En algún momento en mis horas de trabajo se me ocurrió esta forma de escaparse. Y bueno, habrá algunas mejores. Pero la que tuve a mano en ese instante, fue algo así.


La primera carta llegó a su casa un domingo por la mañana.
“Estimado Daniel Torres. Quizás aún tengas alguna reserva con respecto a lo planeado, pero puedo asegurarte que vos y yo nos las arreglaremos para sortear los inconvenientes. Que, dicho sea de paso, nunca suelen ser mayores. Es sólo cuestión de saber abordarlos y en ningún momento dudar de la decisión tomada. Por mi parte estoy buscando un lugar que se ajuste a lo que necesitamos. A vos te toca lo relativo a tu trabajo. Saludos.”
Era una carta manuscrita, sin firma. En el sobre no había remitente, sólo su nombre, Daniel Torres, y su dirección.
La segunda carta llegó cuatro días después, jueves. Y durante ese tiempo, la inquietud de Torres había aumentado. Descartó de inmediato la idea de que el correo hubiera cometido un error, ya que no era una carta enviada por correo. El sobre no tenía sello postal y el nombre del destinatario coincidía con su propio nombre. Intentó tranquilizarse pensando que era una broma de alguno de sus conocidos, porque el tono era de bastante familiaridad. Pero ése mismo domingo llamó a todos los que él suponía que podían estar detrás del anónimo y nadie se atribuyó la autoría. Luego de un día bastante malo, se fue a la cama convencido de que la nota tenía algo de amenazante. Esa noche tuvo pesadillas y casi no pudo dormir.
Al día siguiente, lunes, volvió de su trabajo y releyó una y otra vez la carta, atento a las palabras, a las frases y a la caligrafía. Pero no pudo dar con  ningún dato que hiciera referencia al autor.
Esa noche durmió mejor, pero se despertó cuando aún no había amanecido, con la cara empapada. Había llorado en sueños, pero no los recordaba.
El martes volvió a llamar a todos sus conocidos y tuvo la misma respuesta que dos días antes. Todos negaron haber enviado la carta. Algunos, hasta se ofendieron de que Torres siguiera dudando de ellos.
El miércoles se despertó enfermo y no fue a trabajar. Pasó todo el día en la cama y a la noche volvió a leer la carta. Por primera vez cayó en la cuenta de que había muchas más preguntas que responder aparte de saber quién era el autor. ¿A qué plan se refería? ¿De qué inconvenientes hablaba? ¿Qué era lo que el otro estaba buscando y a qué necesidades tenía que ajustarse? ¿Qué era lo relativo a su trabajo? Eran muchas preguntas y le extrañó que no se las hubiera hecho antes. Pensando esto, en algún momento de la noche se durmió con la carta entre las manos.
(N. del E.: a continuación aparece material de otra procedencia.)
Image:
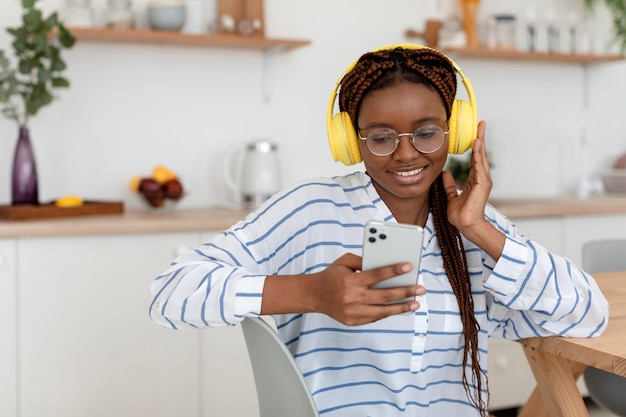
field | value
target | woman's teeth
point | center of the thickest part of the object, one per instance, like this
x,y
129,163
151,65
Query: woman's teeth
x,y
409,173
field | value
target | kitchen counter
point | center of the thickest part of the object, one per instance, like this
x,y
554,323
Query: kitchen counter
x,y
217,219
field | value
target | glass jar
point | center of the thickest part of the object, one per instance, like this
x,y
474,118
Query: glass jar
x,y
505,26
119,15
78,13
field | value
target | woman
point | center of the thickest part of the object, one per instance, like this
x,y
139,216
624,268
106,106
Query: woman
x,y
297,258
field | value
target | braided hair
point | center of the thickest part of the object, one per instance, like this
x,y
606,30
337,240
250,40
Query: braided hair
x,y
383,68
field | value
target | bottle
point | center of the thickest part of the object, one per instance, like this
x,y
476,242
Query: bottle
x,y
119,15
78,13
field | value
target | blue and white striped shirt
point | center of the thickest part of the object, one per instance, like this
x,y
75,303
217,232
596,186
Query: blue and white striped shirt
x,y
403,365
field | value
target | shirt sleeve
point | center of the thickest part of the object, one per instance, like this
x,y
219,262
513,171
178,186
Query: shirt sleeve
x,y
209,286
537,293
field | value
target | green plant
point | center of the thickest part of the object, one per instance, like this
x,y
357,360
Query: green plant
x,y
37,46
617,8
459,166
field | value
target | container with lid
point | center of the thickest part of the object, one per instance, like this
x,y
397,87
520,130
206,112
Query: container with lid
x,y
78,13
505,31
119,15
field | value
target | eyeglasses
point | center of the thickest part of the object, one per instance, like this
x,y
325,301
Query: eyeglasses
x,y
383,141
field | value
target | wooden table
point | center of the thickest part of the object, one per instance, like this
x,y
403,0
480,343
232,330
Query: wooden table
x,y
557,362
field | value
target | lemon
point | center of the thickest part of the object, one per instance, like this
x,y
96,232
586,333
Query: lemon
x,y
69,201
162,175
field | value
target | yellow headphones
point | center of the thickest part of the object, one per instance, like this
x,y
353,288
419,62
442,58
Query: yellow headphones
x,y
343,139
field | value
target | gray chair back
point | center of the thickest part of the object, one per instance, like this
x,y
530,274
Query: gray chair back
x,y
604,255
280,386
605,389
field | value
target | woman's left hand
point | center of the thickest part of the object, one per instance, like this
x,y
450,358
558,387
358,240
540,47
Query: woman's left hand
x,y
466,211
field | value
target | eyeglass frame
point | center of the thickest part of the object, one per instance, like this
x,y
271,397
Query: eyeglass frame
x,y
411,140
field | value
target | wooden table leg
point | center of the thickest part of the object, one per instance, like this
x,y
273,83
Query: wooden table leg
x,y
556,394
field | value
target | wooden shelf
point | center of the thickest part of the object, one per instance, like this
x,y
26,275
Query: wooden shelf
x,y
182,39
513,55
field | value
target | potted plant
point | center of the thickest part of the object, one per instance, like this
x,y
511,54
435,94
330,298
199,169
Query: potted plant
x,y
617,8
27,87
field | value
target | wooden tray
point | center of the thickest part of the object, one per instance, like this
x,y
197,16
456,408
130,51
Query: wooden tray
x,y
48,210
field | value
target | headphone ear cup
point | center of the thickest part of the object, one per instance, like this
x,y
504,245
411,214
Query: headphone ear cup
x,y
343,140
463,127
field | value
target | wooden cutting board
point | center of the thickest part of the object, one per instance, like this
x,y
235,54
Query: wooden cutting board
x,y
48,210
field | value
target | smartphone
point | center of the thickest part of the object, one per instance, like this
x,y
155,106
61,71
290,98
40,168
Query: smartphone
x,y
387,243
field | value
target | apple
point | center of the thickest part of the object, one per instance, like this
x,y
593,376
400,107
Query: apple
x,y
155,201
173,189
149,187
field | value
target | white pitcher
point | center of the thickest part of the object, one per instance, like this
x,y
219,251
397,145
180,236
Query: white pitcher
x,y
253,174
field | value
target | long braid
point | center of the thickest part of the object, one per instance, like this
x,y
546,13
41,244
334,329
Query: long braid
x,y
455,264
376,70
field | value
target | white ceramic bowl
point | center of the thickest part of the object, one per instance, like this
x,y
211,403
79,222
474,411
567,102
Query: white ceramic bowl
x,y
614,180
164,15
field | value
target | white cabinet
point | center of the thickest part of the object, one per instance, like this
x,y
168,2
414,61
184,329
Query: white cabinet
x,y
87,346
8,329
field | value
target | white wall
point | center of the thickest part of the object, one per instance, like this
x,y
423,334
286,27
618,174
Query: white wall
x,y
131,107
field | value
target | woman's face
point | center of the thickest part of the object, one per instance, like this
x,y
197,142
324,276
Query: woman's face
x,y
406,174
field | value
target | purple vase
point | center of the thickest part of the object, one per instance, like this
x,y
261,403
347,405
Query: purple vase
x,y
24,182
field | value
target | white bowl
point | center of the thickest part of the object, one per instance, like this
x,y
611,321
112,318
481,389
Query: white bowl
x,y
614,180
166,15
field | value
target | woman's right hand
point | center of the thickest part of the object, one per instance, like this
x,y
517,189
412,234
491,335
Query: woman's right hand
x,y
344,292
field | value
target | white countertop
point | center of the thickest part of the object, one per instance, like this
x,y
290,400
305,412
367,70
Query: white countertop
x,y
218,219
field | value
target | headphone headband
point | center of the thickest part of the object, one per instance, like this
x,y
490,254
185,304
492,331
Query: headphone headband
x,y
342,139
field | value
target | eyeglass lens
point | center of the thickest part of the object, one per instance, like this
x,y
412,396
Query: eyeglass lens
x,y
384,141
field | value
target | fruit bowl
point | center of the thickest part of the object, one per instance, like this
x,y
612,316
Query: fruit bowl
x,y
166,205
161,190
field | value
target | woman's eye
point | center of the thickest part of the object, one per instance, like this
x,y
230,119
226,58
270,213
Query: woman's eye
x,y
426,132
380,137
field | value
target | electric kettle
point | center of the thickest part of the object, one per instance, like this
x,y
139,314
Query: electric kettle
x,y
253,173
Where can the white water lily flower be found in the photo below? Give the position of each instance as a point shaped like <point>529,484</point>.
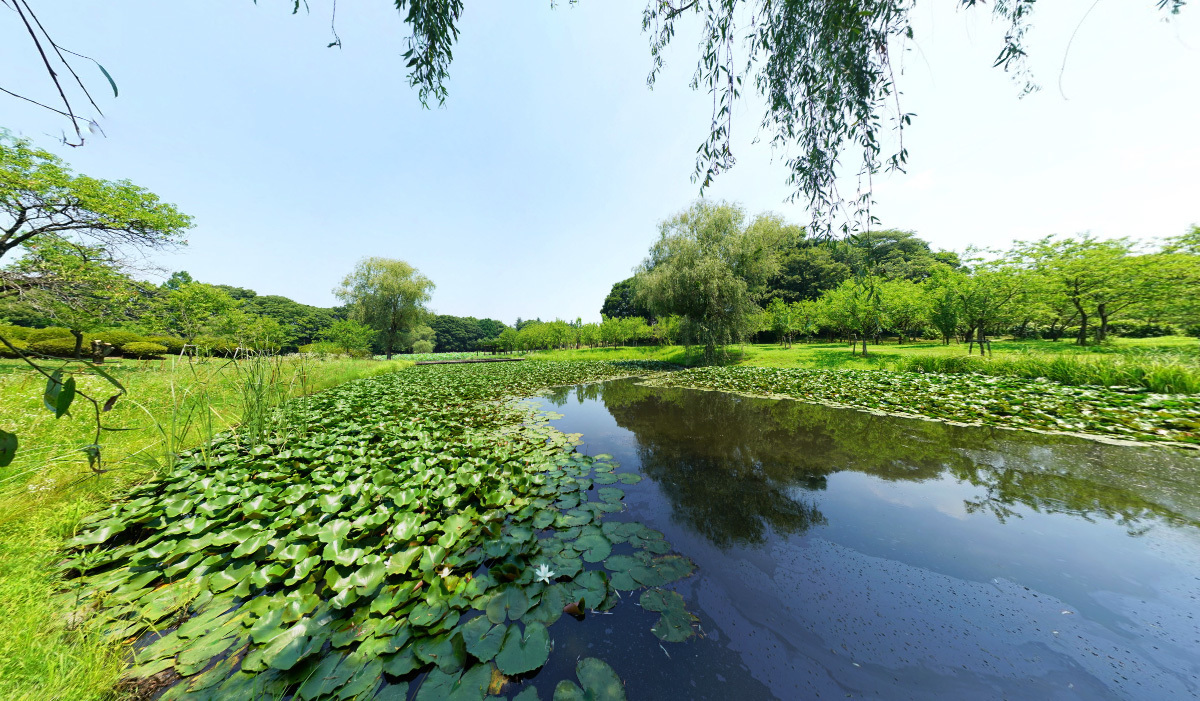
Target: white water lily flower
<point>544,573</point>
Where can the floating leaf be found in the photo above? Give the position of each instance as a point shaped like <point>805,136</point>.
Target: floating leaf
<point>599,683</point>
<point>483,639</point>
<point>593,546</point>
<point>675,624</point>
<point>509,603</point>
<point>523,653</point>
<point>472,685</point>
<point>7,448</point>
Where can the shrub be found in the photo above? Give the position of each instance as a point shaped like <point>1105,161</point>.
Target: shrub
<point>15,333</point>
<point>174,346</point>
<point>215,346</point>
<point>118,337</point>
<point>321,348</point>
<point>47,334</point>
<point>143,349</point>
<point>1132,330</point>
<point>17,342</point>
<point>58,347</point>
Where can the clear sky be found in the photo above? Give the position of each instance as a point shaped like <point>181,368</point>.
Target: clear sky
<point>543,179</point>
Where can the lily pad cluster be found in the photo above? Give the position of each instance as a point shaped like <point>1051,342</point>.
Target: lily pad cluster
<point>418,529</point>
<point>1000,401</point>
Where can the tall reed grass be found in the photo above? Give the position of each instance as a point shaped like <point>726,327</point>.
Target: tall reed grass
<point>172,405</point>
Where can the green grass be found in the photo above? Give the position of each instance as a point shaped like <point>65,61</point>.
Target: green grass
<point>48,489</point>
<point>1163,365</point>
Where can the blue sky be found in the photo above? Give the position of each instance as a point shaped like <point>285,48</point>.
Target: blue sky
<point>543,179</point>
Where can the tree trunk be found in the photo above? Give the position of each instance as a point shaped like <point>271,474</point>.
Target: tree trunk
<point>78,336</point>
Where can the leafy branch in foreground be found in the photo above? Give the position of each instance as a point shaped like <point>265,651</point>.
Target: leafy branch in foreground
<point>72,228</point>
<point>58,396</point>
<point>823,66</point>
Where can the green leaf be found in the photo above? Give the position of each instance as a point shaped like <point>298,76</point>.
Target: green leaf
<point>7,448</point>
<point>472,685</point>
<point>509,603</point>
<point>675,624</point>
<point>599,681</point>
<point>523,653</point>
<point>593,546</point>
<point>483,639</point>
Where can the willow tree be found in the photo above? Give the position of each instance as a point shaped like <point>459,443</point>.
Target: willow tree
<point>823,69</point>
<point>709,267</point>
<point>388,295</point>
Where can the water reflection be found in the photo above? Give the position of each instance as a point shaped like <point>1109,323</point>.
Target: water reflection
<point>841,553</point>
<point>735,466</point>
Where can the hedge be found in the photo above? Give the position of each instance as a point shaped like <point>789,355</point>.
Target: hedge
<point>58,347</point>
<point>47,334</point>
<point>143,349</point>
<point>17,342</point>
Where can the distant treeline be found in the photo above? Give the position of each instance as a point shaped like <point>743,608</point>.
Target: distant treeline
<point>214,318</point>
<point>892,283</point>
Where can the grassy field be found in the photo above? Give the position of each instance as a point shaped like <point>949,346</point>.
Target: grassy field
<point>1168,364</point>
<point>48,487</point>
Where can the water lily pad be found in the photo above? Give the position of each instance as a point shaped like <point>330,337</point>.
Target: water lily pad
<point>599,683</point>
<point>611,493</point>
<point>508,604</point>
<point>471,685</point>
<point>523,653</point>
<point>593,546</point>
<point>483,639</point>
<point>675,623</point>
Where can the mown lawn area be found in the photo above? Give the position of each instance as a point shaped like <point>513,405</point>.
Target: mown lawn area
<point>1167,365</point>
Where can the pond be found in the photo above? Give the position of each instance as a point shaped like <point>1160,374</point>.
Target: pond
<point>847,555</point>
Al día siguiente, jueves, lo despertó alguien que llamaba a la puerta de su casa. Era un cartero.
Esta vez, el sobre tenía destinatario y un sello de la república de Francia.
“Estimado Daniel Torres. Surgió un inconveniente con el lugar que había encontrado para vos. Una lástima, porque estaba ubicado en Montparnasse, y creo que te hubiera gustado. La dueña no estuvo de acuerdo con el precio y  no fue posible negociar. Pero bueno, seguiré buscando. ¿Cómo va tu parte? Espero que ya hayas avisado en tu trabajo. Verdier está ansioso de conocerte y charlar con vos los detalles de cómo te gustaría disponer tu oficina. Saludos.”
Torres leyó la carta tres veces y estaba tan abstraído que se sobresaltó cuando el médico de la empresa tocó el timbre de su casa. Recién entonces cayó en la cuenta de que era jueves y tampoco había ido a trabajar ni había avisado. Mintió un malestar estomacal, que el médico creyó a medias, pero que sirvió para justificar las dos ausencias. Aunque tenía que reincorporarse al día siguiente.
Una vez solo, Torres volvió a la carta. Contenía mucha más información que la primera. Pero no aclaraba nada, sino que por el contrario, dejaba más preguntas sin respuesta. Alguien en París estaba buscando algo para él, Torres. Un departamento o una casa. Se trataba de un alquiler o una compra. Parecía que todo estaba arreglado, pero no. Había que seguir buscando. Mientras tanto, un tal Verdier estaba ansioso por hablar con Torres sobre una oficina. Quizás el sitio en Montparnasse y la oficina fueran lugares diferentes. Pero todo eso no dependía de él, ya alguien estaba ocupándose. Lo que más intrigaba a Torres era qué se suponía que tenía que avisar en su trabajo.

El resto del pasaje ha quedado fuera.